The disparity of the runs off of the tensioner pullies to the crank cog (?) are amazing ............. AND SCARY !!!!

WoW !!!!!

 

Your data only has meaning if you also give the positions of the cams -- i.e., at any particular static position, the valve spring actions put a different net moment on each cam, which puts additional forces, acting in potentially different directions, into the belts, so the tension in seemingly identical runs of the two belts can actually be different at a particular position. Note that on the 1-4 bank, the tension in the "long" run from the drive sprocket to the exhaust cam is lower than in the run from the tensioner pulley to the drive sprocket, yet, on the 5-8 bank, the tension in the "long" run from the drive sprocket to the intake cam is higher than in the run from the tensioner pulley to the drive sprocket. At some other engine position, both those conditions will be reversed.

Also, I'd add that that equation assumes: 1) perfectly rigid and precisely located end terminations for the span, and 2) a string having mass, but no bending stiffness -- both of those assumptions aren't quite true so the measurements in the longer belt runs will be more accurate than in the shortest run between the two cams (i.e., the longer the span, the less error introduced from not having the "perfect" conditons assumed in the derivation of the equation).
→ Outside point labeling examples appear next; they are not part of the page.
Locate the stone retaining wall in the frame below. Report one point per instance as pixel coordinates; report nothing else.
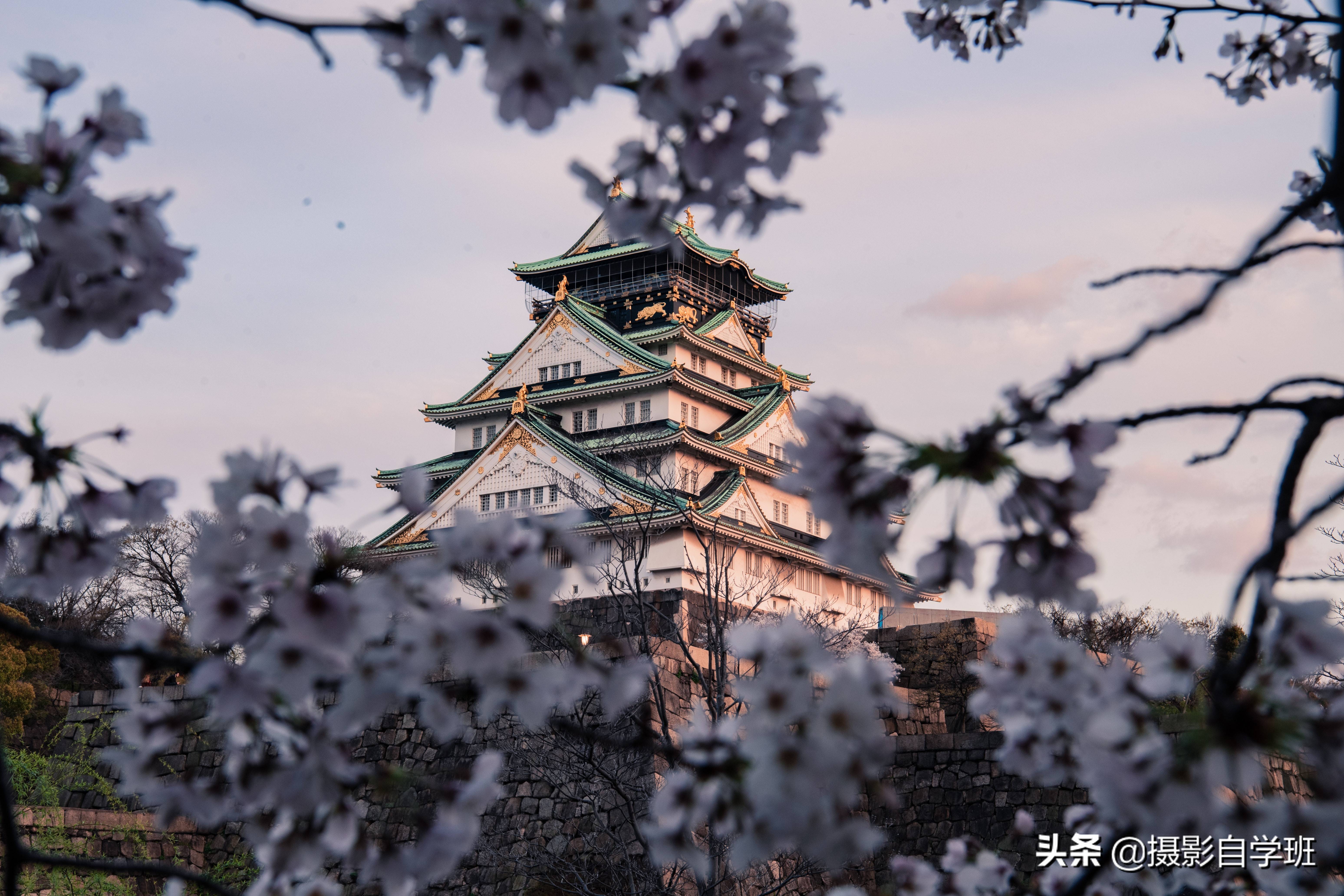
(947, 786)
(108, 833)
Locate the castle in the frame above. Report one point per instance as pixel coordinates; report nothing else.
(643, 397)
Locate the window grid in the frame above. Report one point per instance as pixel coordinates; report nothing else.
(518, 497)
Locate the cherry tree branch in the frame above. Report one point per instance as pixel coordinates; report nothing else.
(1080, 374)
(1214, 6)
(310, 29)
(1217, 272)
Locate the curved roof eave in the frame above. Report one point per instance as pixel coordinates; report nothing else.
(691, 240)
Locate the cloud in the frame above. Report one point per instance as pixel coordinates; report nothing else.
(1029, 296)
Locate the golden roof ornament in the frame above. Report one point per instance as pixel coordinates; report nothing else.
(521, 402)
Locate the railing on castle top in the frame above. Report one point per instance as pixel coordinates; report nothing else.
(540, 300)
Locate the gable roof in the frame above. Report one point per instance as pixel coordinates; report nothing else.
(537, 432)
(597, 245)
(568, 314)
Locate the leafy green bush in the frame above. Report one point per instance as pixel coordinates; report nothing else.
(31, 780)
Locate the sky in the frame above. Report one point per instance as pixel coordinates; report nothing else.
(351, 254)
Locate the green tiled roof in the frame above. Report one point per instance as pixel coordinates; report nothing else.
(771, 401)
(586, 316)
(693, 241)
(714, 323)
(435, 469)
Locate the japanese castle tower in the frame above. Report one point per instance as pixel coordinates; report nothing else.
(643, 395)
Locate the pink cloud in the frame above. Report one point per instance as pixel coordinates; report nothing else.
(1029, 296)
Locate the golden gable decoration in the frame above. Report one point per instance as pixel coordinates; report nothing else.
(521, 402)
(518, 436)
(557, 320)
(407, 538)
(628, 506)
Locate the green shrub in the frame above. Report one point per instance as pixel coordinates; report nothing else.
(31, 780)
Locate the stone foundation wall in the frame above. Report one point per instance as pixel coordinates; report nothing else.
(945, 786)
(107, 833)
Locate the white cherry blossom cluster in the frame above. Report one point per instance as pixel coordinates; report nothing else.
(300, 660)
(859, 491)
(1065, 715)
(1322, 216)
(97, 265)
(1275, 58)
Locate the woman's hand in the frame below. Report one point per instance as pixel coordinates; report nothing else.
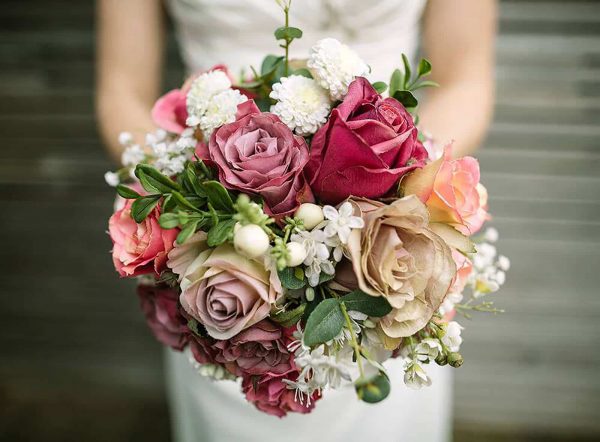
(129, 66)
(459, 41)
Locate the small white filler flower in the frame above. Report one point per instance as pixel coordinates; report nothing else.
(302, 104)
(335, 66)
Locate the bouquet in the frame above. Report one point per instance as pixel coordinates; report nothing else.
(294, 229)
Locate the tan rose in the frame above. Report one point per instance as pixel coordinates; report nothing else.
(397, 255)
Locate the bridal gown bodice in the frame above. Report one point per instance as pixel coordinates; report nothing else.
(239, 33)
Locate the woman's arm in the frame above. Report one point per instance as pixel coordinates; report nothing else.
(129, 67)
(459, 41)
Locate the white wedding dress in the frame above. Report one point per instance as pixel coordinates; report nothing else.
(239, 33)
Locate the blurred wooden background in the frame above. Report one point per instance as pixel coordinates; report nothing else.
(76, 360)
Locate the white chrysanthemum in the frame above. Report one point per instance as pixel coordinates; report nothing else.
(203, 88)
(302, 104)
(221, 110)
(335, 66)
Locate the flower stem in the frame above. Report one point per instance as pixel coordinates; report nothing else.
(353, 341)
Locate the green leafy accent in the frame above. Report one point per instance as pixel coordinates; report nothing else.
(290, 280)
(142, 207)
(218, 196)
(373, 390)
(126, 192)
(375, 306)
(220, 232)
(324, 323)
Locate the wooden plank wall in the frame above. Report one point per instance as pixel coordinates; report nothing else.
(74, 346)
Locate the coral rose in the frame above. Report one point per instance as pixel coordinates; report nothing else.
(451, 191)
(160, 305)
(139, 248)
(258, 350)
(367, 144)
(226, 292)
(398, 257)
(259, 154)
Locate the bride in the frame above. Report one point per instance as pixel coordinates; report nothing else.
(457, 37)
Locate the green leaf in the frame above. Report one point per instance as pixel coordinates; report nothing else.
(154, 181)
(359, 301)
(289, 317)
(324, 323)
(407, 71)
(127, 192)
(270, 64)
(290, 280)
(168, 220)
(396, 81)
(188, 230)
(424, 67)
(287, 33)
(142, 207)
(218, 196)
(220, 232)
(380, 87)
(407, 99)
(303, 72)
(374, 389)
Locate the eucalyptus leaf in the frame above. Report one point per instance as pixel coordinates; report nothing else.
(324, 323)
(289, 317)
(126, 192)
(380, 87)
(142, 207)
(374, 389)
(220, 232)
(218, 196)
(188, 230)
(359, 301)
(289, 279)
(407, 99)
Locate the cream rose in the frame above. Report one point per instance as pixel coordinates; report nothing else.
(397, 255)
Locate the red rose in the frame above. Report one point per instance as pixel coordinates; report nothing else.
(368, 143)
(259, 154)
(160, 307)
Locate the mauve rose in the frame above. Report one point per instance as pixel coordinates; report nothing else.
(367, 145)
(451, 190)
(396, 255)
(258, 350)
(226, 292)
(272, 396)
(139, 248)
(259, 154)
(160, 305)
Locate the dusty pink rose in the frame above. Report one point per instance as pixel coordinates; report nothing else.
(259, 154)
(451, 191)
(226, 292)
(396, 255)
(160, 305)
(270, 395)
(366, 146)
(258, 350)
(139, 248)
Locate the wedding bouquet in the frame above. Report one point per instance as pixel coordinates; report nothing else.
(294, 229)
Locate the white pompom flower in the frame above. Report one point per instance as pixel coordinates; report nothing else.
(302, 104)
(335, 66)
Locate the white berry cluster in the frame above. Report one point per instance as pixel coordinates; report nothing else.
(334, 66)
(302, 104)
(211, 102)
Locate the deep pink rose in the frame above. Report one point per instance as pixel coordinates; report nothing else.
(271, 395)
(367, 145)
(139, 248)
(258, 350)
(259, 154)
(160, 305)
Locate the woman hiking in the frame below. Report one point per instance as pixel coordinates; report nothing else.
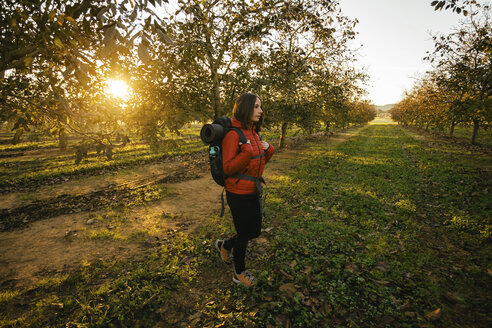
(243, 163)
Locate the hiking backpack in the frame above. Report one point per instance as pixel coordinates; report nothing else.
(212, 136)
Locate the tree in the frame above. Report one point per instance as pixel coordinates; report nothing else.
(465, 61)
(51, 53)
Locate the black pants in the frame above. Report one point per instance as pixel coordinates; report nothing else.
(246, 215)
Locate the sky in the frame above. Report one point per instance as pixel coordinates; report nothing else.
(395, 36)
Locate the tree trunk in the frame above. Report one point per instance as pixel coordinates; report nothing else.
(62, 139)
(216, 94)
(327, 128)
(17, 136)
(283, 135)
(475, 131)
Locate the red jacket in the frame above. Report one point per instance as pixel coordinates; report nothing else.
(235, 161)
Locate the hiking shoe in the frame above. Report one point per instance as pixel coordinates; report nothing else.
(245, 278)
(224, 254)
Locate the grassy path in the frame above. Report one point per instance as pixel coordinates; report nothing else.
(385, 229)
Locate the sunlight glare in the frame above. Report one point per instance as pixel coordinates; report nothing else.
(118, 88)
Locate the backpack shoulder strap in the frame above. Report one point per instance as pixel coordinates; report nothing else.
(242, 137)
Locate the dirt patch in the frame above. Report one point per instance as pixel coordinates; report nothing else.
(58, 243)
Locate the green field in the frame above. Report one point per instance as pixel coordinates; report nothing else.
(387, 229)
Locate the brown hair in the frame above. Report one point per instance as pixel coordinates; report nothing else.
(243, 109)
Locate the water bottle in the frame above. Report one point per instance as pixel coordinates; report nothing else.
(213, 152)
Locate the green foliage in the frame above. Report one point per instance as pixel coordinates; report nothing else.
(382, 230)
(458, 89)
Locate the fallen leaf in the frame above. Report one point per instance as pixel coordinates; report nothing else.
(289, 288)
(382, 266)
(434, 315)
(351, 267)
(286, 274)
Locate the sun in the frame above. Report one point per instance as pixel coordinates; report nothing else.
(117, 88)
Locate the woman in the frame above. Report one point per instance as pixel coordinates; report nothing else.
(243, 163)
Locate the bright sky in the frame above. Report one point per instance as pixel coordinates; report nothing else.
(395, 37)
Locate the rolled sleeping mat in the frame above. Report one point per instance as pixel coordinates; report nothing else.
(211, 133)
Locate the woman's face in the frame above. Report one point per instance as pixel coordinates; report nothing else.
(257, 111)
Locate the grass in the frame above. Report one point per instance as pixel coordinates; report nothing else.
(384, 230)
(25, 171)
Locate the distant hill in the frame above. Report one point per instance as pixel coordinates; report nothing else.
(385, 108)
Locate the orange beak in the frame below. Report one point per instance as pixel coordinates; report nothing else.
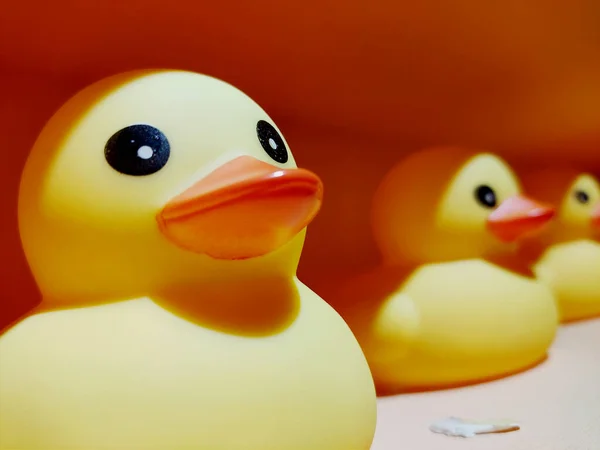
(244, 209)
(596, 217)
(518, 217)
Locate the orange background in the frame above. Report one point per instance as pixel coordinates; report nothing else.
(353, 85)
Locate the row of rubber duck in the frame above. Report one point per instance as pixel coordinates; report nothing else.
(163, 217)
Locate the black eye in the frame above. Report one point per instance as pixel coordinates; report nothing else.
(582, 197)
(271, 141)
(486, 196)
(137, 150)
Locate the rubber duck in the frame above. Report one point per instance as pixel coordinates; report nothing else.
(449, 304)
(163, 217)
(566, 255)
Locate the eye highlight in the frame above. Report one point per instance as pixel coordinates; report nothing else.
(486, 196)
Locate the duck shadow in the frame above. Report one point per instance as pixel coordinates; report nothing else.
(391, 392)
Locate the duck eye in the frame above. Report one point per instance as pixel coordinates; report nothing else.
(271, 142)
(486, 196)
(137, 150)
(582, 197)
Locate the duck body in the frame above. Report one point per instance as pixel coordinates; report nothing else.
(438, 328)
(566, 256)
(450, 303)
(163, 218)
(133, 375)
(572, 270)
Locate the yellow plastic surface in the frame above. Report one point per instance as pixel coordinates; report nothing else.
(568, 252)
(142, 344)
(450, 304)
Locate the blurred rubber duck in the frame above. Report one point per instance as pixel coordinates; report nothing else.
(566, 255)
(448, 306)
(163, 218)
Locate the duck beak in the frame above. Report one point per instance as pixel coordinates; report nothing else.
(243, 209)
(518, 217)
(596, 217)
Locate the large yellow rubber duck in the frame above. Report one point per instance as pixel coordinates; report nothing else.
(449, 305)
(566, 255)
(163, 219)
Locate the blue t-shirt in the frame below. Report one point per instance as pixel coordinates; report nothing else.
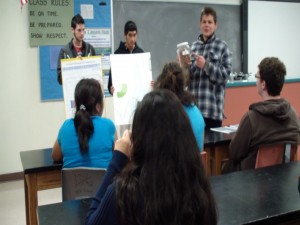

So give the corresponding "postion" of the cams (e.g., crankshaft at PM1-4 and cyl #1 at end of compression stroke ready to fire, or whatever it is) and also the condition of the belts (e.g., new, just installed, or whatever it is). Although they do everything possible to prevent the belts from stretching, it would be interesting to see your data when new (in a certain position) and then after some use (in that same position) to see how much it's changed.